25.4 Concluding thoughts
If you start with a known differential equation and want to add stochasticity to a parameter, here is a process:
- Replace whatever parameter with a “parameter + Noise” term (i.e \(a \rightarrow a + \mbox{ Noise }\)).
- Collect terms multiplied by Noise - they will form the stochastic part of the differential equation.
- The deterministic part of the differential equation should be your original differential equation.

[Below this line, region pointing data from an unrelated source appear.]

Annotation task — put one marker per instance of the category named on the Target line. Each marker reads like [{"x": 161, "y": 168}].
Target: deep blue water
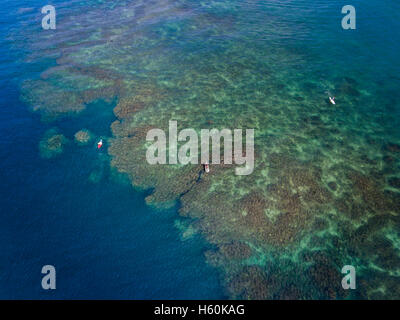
[{"x": 104, "y": 242}]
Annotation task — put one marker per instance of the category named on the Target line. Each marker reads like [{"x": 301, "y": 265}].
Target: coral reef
[
  {"x": 83, "y": 137},
  {"x": 52, "y": 144}
]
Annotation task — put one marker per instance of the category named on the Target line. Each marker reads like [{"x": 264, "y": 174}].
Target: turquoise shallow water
[{"x": 325, "y": 189}]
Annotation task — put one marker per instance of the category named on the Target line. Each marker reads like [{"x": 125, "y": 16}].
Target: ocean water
[{"x": 325, "y": 191}]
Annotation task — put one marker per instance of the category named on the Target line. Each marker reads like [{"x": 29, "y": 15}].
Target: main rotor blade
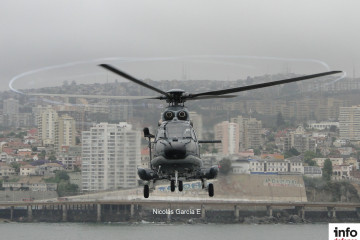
[
  {"x": 128, "y": 77},
  {"x": 211, "y": 97},
  {"x": 92, "y": 96},
  {"x": 261, "y": 85}
]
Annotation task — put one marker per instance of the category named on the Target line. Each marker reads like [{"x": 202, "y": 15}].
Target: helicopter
[{"x": 176, "y": 149}]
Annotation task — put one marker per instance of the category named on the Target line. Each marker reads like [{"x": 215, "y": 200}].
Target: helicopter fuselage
[{"x": 176, "y": 147}]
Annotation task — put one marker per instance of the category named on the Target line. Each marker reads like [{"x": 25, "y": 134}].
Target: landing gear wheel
[
  {"x": 146, "y": 191},
  {"x": 202, "y": 183},
  {"x": 172, "y": 186},
  {"x": 181, "y": 186},
  {"x": 211, "y": 189}
]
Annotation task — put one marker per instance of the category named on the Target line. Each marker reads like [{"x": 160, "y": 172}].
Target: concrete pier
[
  {"x": 331, "y": 212},
  {"x": 236, "y": 213},
  {"x": 203, "y": 212},
  {"x": 269, "y": 211},
  {"x": 29, "y": 208},
  {"x": 64, "y": 209}
]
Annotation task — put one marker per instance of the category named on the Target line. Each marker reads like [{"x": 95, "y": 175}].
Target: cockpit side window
[
  {"x": 178, "y": 131},
  {"x": 160, "y": 134}
]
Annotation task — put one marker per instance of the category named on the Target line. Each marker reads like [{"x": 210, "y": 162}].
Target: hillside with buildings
[{"x": 281, "y": 131}]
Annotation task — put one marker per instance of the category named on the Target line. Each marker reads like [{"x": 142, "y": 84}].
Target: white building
[
  {"x": 291, "y": 165},
  {"x": 240, "y": 166},
  {"x": 349, "y": 120},
  {"x": 47, "y": 121},
  {"x": 110, "y": 156},
  {"x": 322, "y": 125},
  {"x": 228, "y": 133},
  {"x": 65, "y": 132}
]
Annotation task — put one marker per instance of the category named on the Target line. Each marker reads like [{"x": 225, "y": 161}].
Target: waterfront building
[
  {"x": 349, "y": 120},
  {"x": 47, "y": 120},
  {"x": 110, "y": 157},
  {"x": 249, "y": 132},
  {"x": 65, "y": 132}
]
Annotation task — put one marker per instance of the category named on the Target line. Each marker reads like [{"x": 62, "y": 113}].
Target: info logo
[{"x": 344, "y": 231}]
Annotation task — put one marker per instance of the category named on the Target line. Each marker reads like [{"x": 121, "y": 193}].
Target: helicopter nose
[{"x": 175, "y": 151}]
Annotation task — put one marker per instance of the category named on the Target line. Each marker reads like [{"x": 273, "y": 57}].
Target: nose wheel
[
  {"x": 211, "y": 190},
  {"x": 172, "y": 185},
  {"x": 146, "y": 191}
]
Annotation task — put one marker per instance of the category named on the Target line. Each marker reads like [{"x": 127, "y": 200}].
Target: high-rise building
[
  {"x": 349, "y": 123},
  {"x": 197, "y": 124},
  {"x": 65, "y": 132},
  {"x": 11, "y": 106},
  {"x": 110, "y": 156},
  {"x": 228, "y": 133},
  {"x": 47, "y": 120},
  {"x": 249, "y": 132}
]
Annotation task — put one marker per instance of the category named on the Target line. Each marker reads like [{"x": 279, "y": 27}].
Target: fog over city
[{"x": 164, "y": 40}]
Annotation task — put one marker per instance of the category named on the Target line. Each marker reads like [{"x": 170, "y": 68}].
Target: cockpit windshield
[{"x": 176, "y": 130}]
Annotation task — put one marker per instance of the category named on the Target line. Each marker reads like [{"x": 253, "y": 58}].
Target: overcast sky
[{"x": 254, "y": 37}]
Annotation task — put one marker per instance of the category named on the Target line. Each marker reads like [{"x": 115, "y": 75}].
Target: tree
[
  {"x": 327, "y": 170},
  {"x": 257, "y": 151},
  {"x": 16, "y": 166},
  {"x": 292, "y": 152},
  {"x": 225, "y": 166}
]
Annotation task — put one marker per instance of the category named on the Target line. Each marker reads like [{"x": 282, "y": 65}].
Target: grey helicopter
[{"x": 175, "y": 149}]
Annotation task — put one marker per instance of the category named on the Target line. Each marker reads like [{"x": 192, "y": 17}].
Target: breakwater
[{"x": 219, "y": 211}]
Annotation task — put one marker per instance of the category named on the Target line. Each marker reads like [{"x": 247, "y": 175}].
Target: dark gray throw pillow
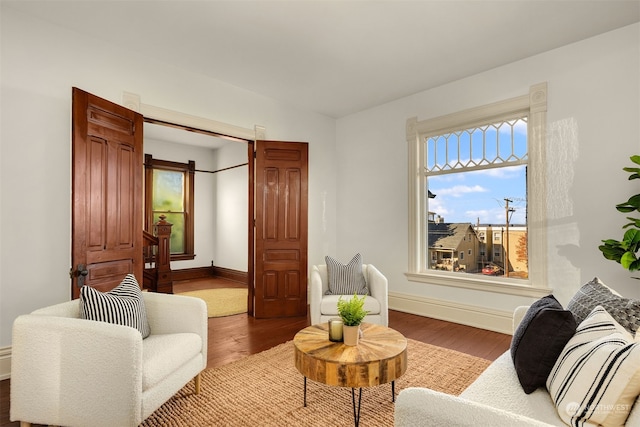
[
  {"x": 538, "y": 341},
  {"x": 625, "y": 311}
]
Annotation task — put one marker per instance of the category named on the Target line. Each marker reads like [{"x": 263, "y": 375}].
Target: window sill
[
  {"x": 467, "y": 281},
  {"x": 182, "y": 257}
]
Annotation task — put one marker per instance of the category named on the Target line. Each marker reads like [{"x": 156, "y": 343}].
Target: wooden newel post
[{"x": 162, "y": 230}]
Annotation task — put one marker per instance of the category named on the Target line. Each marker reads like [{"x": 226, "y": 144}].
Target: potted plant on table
[
  {"x": 352, "y": 312},
  {"x": 625, "y": 251}
]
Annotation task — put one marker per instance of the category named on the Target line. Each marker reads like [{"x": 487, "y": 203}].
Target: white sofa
[
  {"x": 495, "y": 399},
  {"x": 323, "y": 307},
  {"x": 69, "y": 371}
]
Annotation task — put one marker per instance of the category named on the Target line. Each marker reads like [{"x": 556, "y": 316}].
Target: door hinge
[{"x": 81, "y": 273}]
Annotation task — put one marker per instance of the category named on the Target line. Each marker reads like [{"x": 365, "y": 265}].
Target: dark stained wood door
[
  {"x": 281, "y": 204},
  {"x": 107, "y": 192}
]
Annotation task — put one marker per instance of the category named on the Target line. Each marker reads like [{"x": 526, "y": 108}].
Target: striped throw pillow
[
  {"x": 596, "y": 378},
  {"x": 123, "y": 305},
  {"x": 346, "y": 279}
]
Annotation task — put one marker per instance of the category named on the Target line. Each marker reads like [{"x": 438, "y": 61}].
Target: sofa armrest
[
  {"x": 379, "y": 288},
  {"x": 65, "y": 368},
  {"x": 315, "y": 295},
  {"x": 424, "y": 407},
  {"x": 169, "y": 314}
]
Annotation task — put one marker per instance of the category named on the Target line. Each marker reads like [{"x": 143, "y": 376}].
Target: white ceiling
[{"x": 337, "y": 57}]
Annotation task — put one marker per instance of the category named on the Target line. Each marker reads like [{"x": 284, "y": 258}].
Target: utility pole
[{"x": 506, "y": 256}]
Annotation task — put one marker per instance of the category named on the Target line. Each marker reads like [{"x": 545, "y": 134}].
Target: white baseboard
[
  {"x": 5, "y": 363},
  {"x": 470, "y": 315}
]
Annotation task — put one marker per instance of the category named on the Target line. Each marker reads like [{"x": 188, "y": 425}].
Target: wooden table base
[{"x": 380, "y": 357}]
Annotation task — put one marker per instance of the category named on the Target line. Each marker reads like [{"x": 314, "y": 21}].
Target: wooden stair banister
[{"x": 157, "y": 253}]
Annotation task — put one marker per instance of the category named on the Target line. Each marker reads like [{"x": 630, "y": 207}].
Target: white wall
[
  {"x": 593, "y": 125},
  {"x": 40, "y": 65},
  {"x": 232, "y": 205}
]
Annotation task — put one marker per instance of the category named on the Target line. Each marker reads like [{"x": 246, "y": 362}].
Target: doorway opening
[{"x": 210, "y": 207}]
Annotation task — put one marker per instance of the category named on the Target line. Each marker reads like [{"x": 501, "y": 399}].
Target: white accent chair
[
  {"x": 69, "y": 371},
  {"x": 323, "y": 307}
]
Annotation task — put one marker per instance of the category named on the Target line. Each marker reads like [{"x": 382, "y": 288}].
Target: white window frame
[{"x": 534, "y": 105}]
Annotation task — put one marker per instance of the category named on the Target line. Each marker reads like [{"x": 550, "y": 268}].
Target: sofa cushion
[
  {"x": 123, "y": 305},
  {"x": 538, "y": 341},
  {"x": 165, "y": 353},
  {"x": 596, "y": 378},
  {"x": 498, "y": 387},
  {"x": 346, "y": 279},
  {"x": 329, "y": 304},
  {"x": 625, "y": 311}
]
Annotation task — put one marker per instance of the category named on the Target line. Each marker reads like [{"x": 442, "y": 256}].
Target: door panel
[
  {"x": 280, "y": 275},
  {"x": 107, "y": 191}
]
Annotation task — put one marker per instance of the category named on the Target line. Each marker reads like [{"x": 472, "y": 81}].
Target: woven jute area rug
[
  {"x": 222, "y": 301},
  {"x": 266, "y": 390}
]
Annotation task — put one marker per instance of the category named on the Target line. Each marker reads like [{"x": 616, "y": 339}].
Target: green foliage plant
[
  {"x": 625, "y": 252},
  {"x": 352, "y": 311}
]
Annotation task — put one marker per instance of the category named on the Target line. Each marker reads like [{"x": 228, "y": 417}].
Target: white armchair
[
  {"x": 323, "y": 307},
  {"x": 75, "y": 372}
]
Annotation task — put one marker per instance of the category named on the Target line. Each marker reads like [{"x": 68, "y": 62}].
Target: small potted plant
[{"x": 352, "y": 312}]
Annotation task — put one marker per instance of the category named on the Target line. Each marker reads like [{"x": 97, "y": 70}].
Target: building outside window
[{"x": 467, "y": 164}]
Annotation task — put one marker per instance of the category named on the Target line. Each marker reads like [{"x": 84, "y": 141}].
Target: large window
[
  {"x": 477, "y": 185},
  {"x": 169, "y": 192}
]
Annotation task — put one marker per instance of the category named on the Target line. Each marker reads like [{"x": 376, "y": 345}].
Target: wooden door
[
  {"x": 280, "y": 273},
  {"x": 107, "y": 193}
]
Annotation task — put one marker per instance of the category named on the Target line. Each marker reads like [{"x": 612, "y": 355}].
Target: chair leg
[{"x": 197, "y": 383}]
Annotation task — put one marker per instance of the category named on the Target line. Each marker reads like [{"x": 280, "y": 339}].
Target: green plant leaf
[
  {"x": 624, "y": 251},
  {"x": 628, "y": 259},
  {"x": 352, "y": 310}
]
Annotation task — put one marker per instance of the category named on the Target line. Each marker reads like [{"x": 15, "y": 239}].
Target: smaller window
[{"x": 169, "y": 191}]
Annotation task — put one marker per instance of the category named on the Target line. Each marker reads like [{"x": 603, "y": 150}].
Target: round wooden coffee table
[{"x": 379, "y": 358}]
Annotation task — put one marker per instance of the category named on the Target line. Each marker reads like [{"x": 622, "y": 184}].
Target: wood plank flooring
[{"x": 233, "y": 337}]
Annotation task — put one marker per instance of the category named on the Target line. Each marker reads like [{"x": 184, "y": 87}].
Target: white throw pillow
[{"x": 596, "y": 379}]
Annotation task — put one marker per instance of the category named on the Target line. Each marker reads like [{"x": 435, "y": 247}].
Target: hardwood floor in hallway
[{"x": 233, "y": 337}]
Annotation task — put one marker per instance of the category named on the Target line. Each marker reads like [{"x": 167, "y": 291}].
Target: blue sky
[{"x": 465, "y": 197}]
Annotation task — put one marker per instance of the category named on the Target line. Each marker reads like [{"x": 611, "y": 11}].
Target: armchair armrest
[
  {"x": 168, "y": 314},
  {"x": 64, "y": 369},
  {"x": 379, "y": 287},
  {"x": 424, "y": 407},
  {"x": 315, "y": 295}
]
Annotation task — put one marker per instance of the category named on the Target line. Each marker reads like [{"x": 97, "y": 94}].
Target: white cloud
[{"x": 460, "y": 190}]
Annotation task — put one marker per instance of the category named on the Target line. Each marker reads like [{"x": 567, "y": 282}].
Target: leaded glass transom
[{"x": 491, "y": 145}]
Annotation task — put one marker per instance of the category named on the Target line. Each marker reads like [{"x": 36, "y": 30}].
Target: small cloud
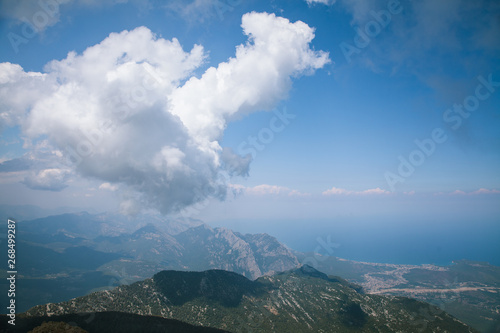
[
  {"x": 476, "y": 192},
  {"x": 267, "y": 189},
  {"x": 377, "y": 190},
  {"x": 485, "y": 191},
  {"x": 341, "y": 191},
  {"x": 295, "y": 193},
  {"x": 108, "y": 187},
  {"x": 47, "y": 180},
  {"x": 324, "y": 2},
  {"x": 458, "y": 192},
  {"x": 336, "y": 191}
]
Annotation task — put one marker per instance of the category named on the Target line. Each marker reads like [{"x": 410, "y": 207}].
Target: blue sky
[{"x": 347, "y": 108}]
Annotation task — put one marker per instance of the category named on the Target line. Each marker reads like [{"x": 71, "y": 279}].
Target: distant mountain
[
  {"x": 101, "y": 322},
  {"x": 70, "y": 255},
  {"x": 250, "y": 255},
  {"x": 299, "y": 300}
]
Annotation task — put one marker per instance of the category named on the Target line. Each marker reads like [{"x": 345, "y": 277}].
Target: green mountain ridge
[
  {"x": 298, "y": 300},
  {"x": 105, "y": 322}
]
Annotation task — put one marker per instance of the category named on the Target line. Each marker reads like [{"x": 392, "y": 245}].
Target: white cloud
[
  {"x": 119, "y": 110},
  {"x": 325, "y": 2},
  {"x": 341, "y": 191},
  {"x": 265, "y": 189},
  {"x": 485, "y": 191},
  {"x": 47, "y": 179},
  {"x": 108, "y": 187},
  {"x": 476, "y": 192}
]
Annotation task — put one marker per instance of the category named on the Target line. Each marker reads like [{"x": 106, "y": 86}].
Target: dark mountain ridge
[{"x": 299, "y": 300}]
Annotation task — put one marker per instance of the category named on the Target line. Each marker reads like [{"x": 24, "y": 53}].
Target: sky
[{"x": 242, "y": 113}]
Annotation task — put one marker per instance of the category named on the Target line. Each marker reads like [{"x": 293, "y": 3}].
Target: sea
[{"x": 396, "y": 242}]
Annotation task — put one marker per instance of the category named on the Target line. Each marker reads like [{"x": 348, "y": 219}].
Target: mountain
[
  {"x": 101, "y": 322},
  {"x": 60, "y": 258},
  {"x": 299, "y": 300},
  {"x": 466, "y": 289},
  {"x": 250, "y": 255},
  {"x": 70, "y": 255}
]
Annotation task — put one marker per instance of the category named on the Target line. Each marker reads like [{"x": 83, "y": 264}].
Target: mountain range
[
  {"x": 298, "y": 300},
  {"x": 70, "y": 255}
]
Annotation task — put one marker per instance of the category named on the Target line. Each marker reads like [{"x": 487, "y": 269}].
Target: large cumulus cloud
[{"x": 128, "y": 111}]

The most general form of the stochastic differential equation is: \(\displaystyle d\vec{y} = f(\vec{y},\vec{\alpha},t) \; dt + g(\vec{y},\vec{\alpha},t) \; dW(t)\), where \(\vec{y}\) is the vector of state variables you want to solve for, and \(\vec{\alpha}\) is your vector of parameters, and \(dW(t)\) is the stochastic noise from the random walk.
At a given initial condition, the Euler-Maruyama method applies locally linear approximations to forecast the solution forward \(\Delta t\) time units: \(\displaystyle \vec{y}_{n+1} = y_{n} + f(\vec{y}_{n},\vec{\alpha},t_{n}) \cdot \Delta t + g(\vec{y}_{n},\vec{\alpha},t_{n}) \cdot \sigma \cdot \mbox{rnorm(N)} \cdot \sqrt{\Delta t}\), where rnorm(N)
is \(N\) dimensional random variable from a normal distribution with mean 0.